Como, então, o sr. definiria a esquerda? Você pode definir esquerda como justiça. É preciso haver justiça de gênero, por exemplo. Não se pode permitir que no mesmo trabalho a mulher ganhe menos ou que tenha que ficar em casa para o homem trabalhar, cuidar dos filhos, e o homem não. Isso é justiça. Mas vêm as feministas e dizem que justiça é poder abortar quando a mulher quiser. Aí vem a polêmica.

Pessoalmente, como o sr. se coloca sobre esses temas morais? Sou opositor por consciência do aborto. Eu disse aos gays: existe a união de fato, com todos os benefícios de um matrimônio. Mas um matrimônio em princípio, por tradição em nossa sociedade, como parte da cultura, é uma união do homem e da mulher, e eu também sigo considerando isso como correto. Você vai escrever isso e vai ver o monte de gente que vou decepcionar, vão dizer: "Correa não é de esquerda".

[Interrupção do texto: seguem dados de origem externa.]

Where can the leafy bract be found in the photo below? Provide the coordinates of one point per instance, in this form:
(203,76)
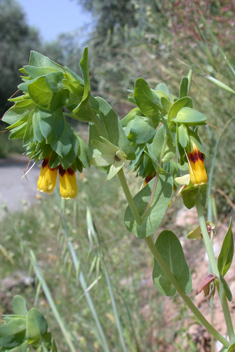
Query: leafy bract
(159,140)
(19,306)
(147,101)
(190,195)
(158,208)
(113,128)
(142,129)
(170,249)
(178,105)
(51,124)
(190,117)
(83,109)
(36,326)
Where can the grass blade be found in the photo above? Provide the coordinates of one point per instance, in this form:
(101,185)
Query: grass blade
(82,279)
(50,300)
(91,230)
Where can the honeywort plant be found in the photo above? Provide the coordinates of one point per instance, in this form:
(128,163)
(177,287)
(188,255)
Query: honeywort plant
(158,138)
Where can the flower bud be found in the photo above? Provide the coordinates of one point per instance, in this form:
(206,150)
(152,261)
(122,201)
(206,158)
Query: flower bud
(68,183)
(47,178)
(197,168)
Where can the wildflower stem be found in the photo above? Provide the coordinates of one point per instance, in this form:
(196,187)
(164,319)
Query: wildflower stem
(98,124)
(186,299)
(214,268)
(162,264)
(129,198)
(149,205)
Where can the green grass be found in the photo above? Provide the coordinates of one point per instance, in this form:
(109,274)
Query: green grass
(127,261)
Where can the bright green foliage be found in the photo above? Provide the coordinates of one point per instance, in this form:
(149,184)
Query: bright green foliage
(226,289)
(25,328)
(157,210)
(227,251)
(172,253)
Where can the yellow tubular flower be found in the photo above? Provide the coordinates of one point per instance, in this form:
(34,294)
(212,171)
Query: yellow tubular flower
(68,183)
(197,168)
(47,178)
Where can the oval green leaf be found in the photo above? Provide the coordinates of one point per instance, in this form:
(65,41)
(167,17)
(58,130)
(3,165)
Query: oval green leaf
(168,245)
(160,203)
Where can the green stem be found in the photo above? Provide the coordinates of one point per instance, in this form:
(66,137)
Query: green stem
(129,198)
(98,124)
(186,299)
(162,264)
(149,205)
(214,268)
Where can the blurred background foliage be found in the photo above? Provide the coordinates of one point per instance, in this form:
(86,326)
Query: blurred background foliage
(159,40)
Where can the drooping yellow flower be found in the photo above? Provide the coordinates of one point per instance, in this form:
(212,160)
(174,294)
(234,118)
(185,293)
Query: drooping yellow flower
(68,183)
(197,168)
(47,178)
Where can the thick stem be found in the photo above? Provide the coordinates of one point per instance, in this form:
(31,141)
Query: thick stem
(98,124)
(149,205)
(129,198)
(186,299)
(162,264)
(214,268)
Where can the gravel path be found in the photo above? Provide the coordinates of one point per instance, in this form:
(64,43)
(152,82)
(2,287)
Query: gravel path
(14,191)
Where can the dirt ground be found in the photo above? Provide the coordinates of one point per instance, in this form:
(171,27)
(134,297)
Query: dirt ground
(16,192)
(19,193)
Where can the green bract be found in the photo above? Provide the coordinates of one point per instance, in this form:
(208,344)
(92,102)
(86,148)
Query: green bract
(25,328)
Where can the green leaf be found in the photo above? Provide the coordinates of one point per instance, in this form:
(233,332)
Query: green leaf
(23,119)
(146,100)
(35,72)
(179,104)
(13,340)
(63,144)
(19,305)
(39,60)
(83,109)
(53,346)
(36,127)
(69,158)
(36,326)
(160,203)
(48,92)
(184,87)
(21,348)
(158,143)
(51,124)
(18,132)
(231,348)
(130,116)
(189,196)
(226,254)
(54,160)
(190,117)
(84,153)
(226,289)
(14,327)
(142,130)
(115,133)
(182,135)
(168,245)
(13,115)
(161,87)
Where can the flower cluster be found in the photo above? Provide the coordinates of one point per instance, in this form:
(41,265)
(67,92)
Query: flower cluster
(197,170)
(47,180)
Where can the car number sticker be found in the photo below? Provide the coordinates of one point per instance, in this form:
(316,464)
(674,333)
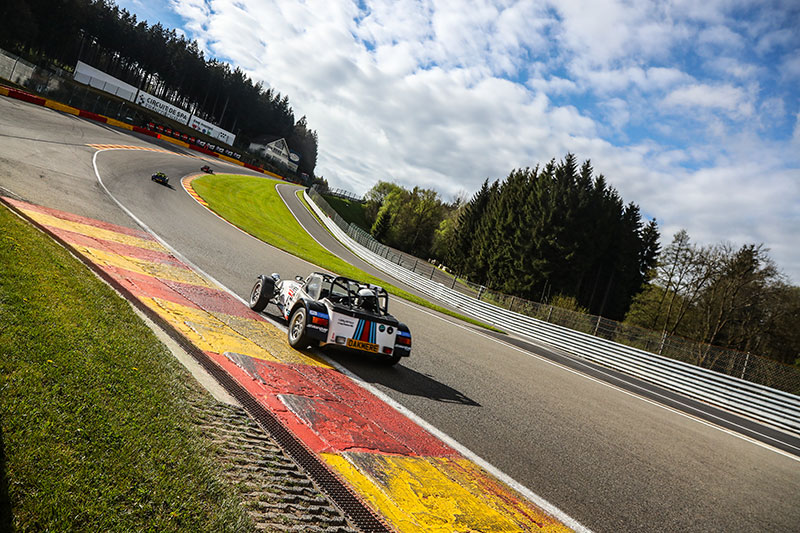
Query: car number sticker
(361,345)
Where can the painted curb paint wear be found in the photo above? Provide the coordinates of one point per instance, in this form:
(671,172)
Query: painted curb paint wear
(415,481)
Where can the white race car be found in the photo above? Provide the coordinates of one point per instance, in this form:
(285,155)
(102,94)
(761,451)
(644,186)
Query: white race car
(325,310)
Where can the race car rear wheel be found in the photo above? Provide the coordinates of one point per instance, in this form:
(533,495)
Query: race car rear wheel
(298,337)
(262,293)
(389,360)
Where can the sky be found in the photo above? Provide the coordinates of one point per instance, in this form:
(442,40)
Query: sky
(689,109)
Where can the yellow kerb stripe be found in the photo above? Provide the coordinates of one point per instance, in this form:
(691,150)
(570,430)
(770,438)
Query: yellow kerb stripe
(142,266)
(438,494)
(93,231)
(118,124)
(58,106)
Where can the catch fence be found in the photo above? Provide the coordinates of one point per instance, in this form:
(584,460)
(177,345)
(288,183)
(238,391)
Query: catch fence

Essa ideia de gênero, que um garoto de 12 anos se sente mulher, é uma loucura terrível. Sempre se deve respeitar. O que não se pode dizer é: "Você se sente mulher, então comece a se vestir como mulher". Pelo amor de Deus. Pode ser que alguma criança psicologicamente esteja preparada para ter outro sexo, pode ser uma exceção. Mas que não seja regra que um menino de 12 anos se sente mulher e temos que aceitar.

A grande maioria da esquerda global tem uma posição diferente da sua. Se isso é ser de esquerda, não sou de esquerda. O que vou fazer? Fico com meus princípios, com minhas visões e com o que tenho certeza de ser correto.

Como o sr. vê as organizações internacionais de esquerda hoje em dia, como o Grupo de Puebla e o Foro de São Paulo? Têm uma grande importância. O Grupo de Puebla é um espaço que faltava. Não tínhamos coordenação entre dirigentes progressistas. O Foro de São Paulo foi criado em 1990, creio que tem algumas contradições. Lá está o Pachakutik [partido indígena equatoriano], que apoia Lasso. Creio que está um pouco superado.


Raio-x | Rafael Correa, 59

Presidente do Equador de 2007 a 2017, foi também ministro da Economia (2005), professor de economia na Universidade São Francisco de Quito e diretor do Ministério da Educação. É graduado em economia pela Universidade Católica de Louvain (Bélgica), com mestrado e doutorado pela Universidade de Illinois (EUA). Escreveu três livros sobre o cenário econômico do Equador.